Richard Norman Thornett was one of five Australians to have represented their country in three sports. He was an Olympic water polo player before becoming a rugby league and rugby union player – a dual code international representative.

Olympian

Thornett also represented Australia at Water polo at age 20 in the 1960 Rome Olympics giving him the truly rare sporting distinction of being a triple international.

Water Polo career

As his summer sport, Dick followed in the footsteps of his two older brothers and was drawn to playing water polo for Bronte Amateur Water Polo Club. Under the leadership of his brother John Thornett and the expert coaching of ex-Hungarian international Bert Vadas, Dick became an excellent water polo player with a legendary shot at goal, and was a member of Bronte’s inaugural 1st Grade water polo winning team in the NSWAWPA Premiership season of 1958/59, which they repeated in the 1959/60, 1960/61 and 1961/62 seasons.

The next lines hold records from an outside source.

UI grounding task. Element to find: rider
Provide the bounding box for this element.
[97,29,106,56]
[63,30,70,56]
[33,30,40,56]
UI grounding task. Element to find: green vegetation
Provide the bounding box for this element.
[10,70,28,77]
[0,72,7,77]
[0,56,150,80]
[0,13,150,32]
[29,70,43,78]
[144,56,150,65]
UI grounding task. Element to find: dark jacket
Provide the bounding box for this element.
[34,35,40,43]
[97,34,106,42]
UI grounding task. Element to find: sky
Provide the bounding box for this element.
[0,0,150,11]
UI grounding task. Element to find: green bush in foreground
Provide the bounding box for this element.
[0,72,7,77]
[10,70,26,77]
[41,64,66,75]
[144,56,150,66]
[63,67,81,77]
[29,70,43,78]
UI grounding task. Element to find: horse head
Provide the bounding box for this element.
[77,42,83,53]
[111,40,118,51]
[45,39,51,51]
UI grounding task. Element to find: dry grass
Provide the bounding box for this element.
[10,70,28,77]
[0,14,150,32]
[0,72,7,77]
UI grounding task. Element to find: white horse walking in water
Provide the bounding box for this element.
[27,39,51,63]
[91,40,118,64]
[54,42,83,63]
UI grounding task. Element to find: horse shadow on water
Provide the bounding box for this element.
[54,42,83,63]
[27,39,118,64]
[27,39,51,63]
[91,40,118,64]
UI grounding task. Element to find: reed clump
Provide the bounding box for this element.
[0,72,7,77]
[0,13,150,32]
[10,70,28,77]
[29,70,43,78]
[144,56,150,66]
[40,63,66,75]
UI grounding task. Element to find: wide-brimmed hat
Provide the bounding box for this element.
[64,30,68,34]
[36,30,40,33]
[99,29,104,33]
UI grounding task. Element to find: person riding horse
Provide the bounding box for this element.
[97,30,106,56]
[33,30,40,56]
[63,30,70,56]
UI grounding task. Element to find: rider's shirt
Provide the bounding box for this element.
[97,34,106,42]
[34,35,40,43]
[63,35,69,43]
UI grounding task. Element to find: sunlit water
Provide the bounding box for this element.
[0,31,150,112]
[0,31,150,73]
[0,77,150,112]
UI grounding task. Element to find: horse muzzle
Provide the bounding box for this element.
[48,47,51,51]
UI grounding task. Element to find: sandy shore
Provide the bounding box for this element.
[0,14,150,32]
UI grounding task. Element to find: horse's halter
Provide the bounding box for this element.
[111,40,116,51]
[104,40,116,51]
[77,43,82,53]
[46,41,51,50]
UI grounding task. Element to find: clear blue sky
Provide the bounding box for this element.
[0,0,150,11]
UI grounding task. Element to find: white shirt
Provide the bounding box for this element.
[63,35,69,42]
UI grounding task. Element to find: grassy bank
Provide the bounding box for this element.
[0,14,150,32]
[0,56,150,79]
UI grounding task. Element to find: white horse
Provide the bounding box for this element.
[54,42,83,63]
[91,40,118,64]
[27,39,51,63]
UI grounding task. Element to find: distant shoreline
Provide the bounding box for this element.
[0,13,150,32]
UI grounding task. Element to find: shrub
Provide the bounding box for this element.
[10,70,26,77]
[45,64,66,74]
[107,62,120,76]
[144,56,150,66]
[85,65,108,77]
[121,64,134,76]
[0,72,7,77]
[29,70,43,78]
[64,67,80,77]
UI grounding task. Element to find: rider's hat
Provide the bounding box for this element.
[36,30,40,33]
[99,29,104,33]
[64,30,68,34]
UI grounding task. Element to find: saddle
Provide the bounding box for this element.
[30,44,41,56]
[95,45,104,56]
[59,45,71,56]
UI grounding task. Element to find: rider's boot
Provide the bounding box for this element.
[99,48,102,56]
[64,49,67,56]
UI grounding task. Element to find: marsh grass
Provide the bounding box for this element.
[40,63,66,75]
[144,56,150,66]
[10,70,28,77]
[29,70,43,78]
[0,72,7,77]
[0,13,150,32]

Representing Bronte at the age of 17, Dick was chosen in the NSW State water polo team in 1958 where he competed at the Australian Water Polo Championships in Sydney, and was selected to represent NSW on three other occasions at the Australian Water Polo Championships in Perth, Melbourne and Adelaide. Dick was also selected to represent Australia at water polo at age 20 for the 1960 Rome Olympic Games. Unfortunately, he was later banned from playing water polo by the Australian Swimming Union after he turned ‘professional’ by joining Parramatta Rugby League Club in 1962.

Rugby Union career

A Randwick DRUFC forward, in his two senior seasons in rugby union in 1961 and 1962 Thornett made eleven national representative Tests appearances for the Wallabies. On the Wallabies 1961 tour of South Africa Thornett was in the squad with his brother John Thornett and they played Test matches together. Dick left the amateur code after two years to join his brother Ken Thornett at the Parramatta Eels.

Rugby League career

Thornett was a second-rower, and joined his brother Ken at the Parramatta Eels in 1963. He played there until 1971, making 168 appearances for the club, being a master ball player informing the style-changing ball skills that Arthur Beetson would bring to forward play shortly after Thornett. In a club game against Canterbury in 1968 Thornett matched the then standing club record of four tries in a match.
In 1969 he appeared as a guest player for Auckland in a match against the New Zealand national rugby league team to mark the New Zealand Rugby League’s diamond jubilee.
He made national representative appearances for the Kangaroos in Tests against South Africa in 1963, on the 1963–64 Kangaroo tour and in three matches of the 1968 World Cup.
His international rugby league debut in the First Test against South Africa in Brisbane on 20 July 1963 saw Thornett become Australia's 28th dual code rugby international, following Michael Cleary and preceding Jim Lisle. Ken Thornett also appeared in that Test match, making the brothers the first to play together in an Australian test side since Bill and Viv Farnsworth in 1912.
Thornett's final two club seasons at Parramatta were affected by a bout of hepatitis and he saw out the final year of his career with a season at Easts.
While playing rugby, Thornett also served in the New South Wales Police Force and in 2008, rugby league's centennial year in Australia, he was named as a reserve in a NSW Police team of the century.

Sporting brothers

Thornett was born into a family of legendary footballing brothers. John Thornett was an acclaimed Wallaby captain who played 37 Rugby Union Tests for Australia over a distinguished 13-year career from 1955. Ken Thornett was the leading Australian rugby league fullback in the early sixties. Ken earned 12 Test caps for Australia and played alongside Dick at Parramatta over a 136-game club career.
John and Dick Thornett both played together in Wallabies sides in 1961–62; Dick and Ken Thornett played together in three test matches on the 1963–64 Kangaroo Tour.